Кавалеры и дамы пудрились перед зеркалом, держа на коленях серебряную лоханку, куда сыпалась пудра.
Прекрасные московские храмы поставлены «на костях казненных и убиенных и на крови».
Бароны Строгановы плакались перед сердобольным сенатом на великие убытки от соляных промыслов и клянчили «обнадежить милостивым награждением».
«Воры! Воры!
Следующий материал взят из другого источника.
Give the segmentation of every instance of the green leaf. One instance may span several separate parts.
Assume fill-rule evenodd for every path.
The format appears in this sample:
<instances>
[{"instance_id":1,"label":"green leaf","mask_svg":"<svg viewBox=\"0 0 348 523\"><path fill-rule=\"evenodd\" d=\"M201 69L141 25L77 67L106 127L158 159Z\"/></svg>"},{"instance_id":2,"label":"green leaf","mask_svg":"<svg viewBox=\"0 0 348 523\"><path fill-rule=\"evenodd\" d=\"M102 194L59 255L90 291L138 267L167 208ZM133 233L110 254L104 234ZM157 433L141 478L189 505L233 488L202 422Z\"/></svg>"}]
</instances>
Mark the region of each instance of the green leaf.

Воры!»
Государыня, сильно потея во время танцевания, трижды переодевалась за бал.
За Москвою-рекою солдаты ночью вломились в дом купца Петрова, жену его и племянницу били смертно, кололи шпагою и пожитки грабили.
Генерал-прокурор с утра ездил по городу, а после делал извещение сенату: «Улавок множайшее число крестьян и прочей подлости, а когда продираются в лавки, то соли уже нет и это который день, а солдаты имеют умелость продираться вперед черного народа для захватки соли; первые скупщики солдаты; по всей Москве торгуют и в главную голову лейб-гвардия; берут с подлых людей знатно лишнюю цену».
На низких крышах лежал темный ноздрястый снег.
В церквах, в исполнение указа о «Безмолвии», штрафы с разглагольствующих во время службы собирали отставные офицеры и солдаты.
В Ефиопии, говорит Аристотель, государственная власть разделяется между гражданами по их росту или по красоте.
«Где ж слыхано, чтоб хозяйствовал в храме Божьем солдат?» — вздыхал поп с Вшивоедской улицы, Яузской части.
Сенат постановил, что полицмейстерская канцелярия в разбойных делах поступала слабо и неосмотрительно; надо б в полки гвардии и в Военную коллегию сообщить с требованием, чтоб всех драгун и солдат осмотреть, не явится ли чего из покраденных пожитков, и все ли в ночь были на квартирах неотлучно.
Российские послы у дворов Версальского, Саксонского и Королевы Венгерской к всеподаннейшим своим реляциям прикладывали описательные списки самых модных товаров с ценою на них.
Елисавета Петровна, прежде чем подписать бумагу государственной важности, клала ее под изображение плащаницы, ожидая без торопления совета свыше.
В кружалах, где вино подавали в мелкую чарку, и в маркитантских избах, и у рынков, и у торговых мест, где скудные люди хлебали щи, только и слышалось: «Воры, воры, воры».
В иностранной коллегии у вице-канцлера Алексея Петровича Бестужева-Рюмина случались нервические припадки, когда политическая бумага по месяцу и долее не являлась от государыни.
— Слезами, матка, не умоешься, — строго сказал вдове Петуховой сын ее, явившийся с солью в карманах.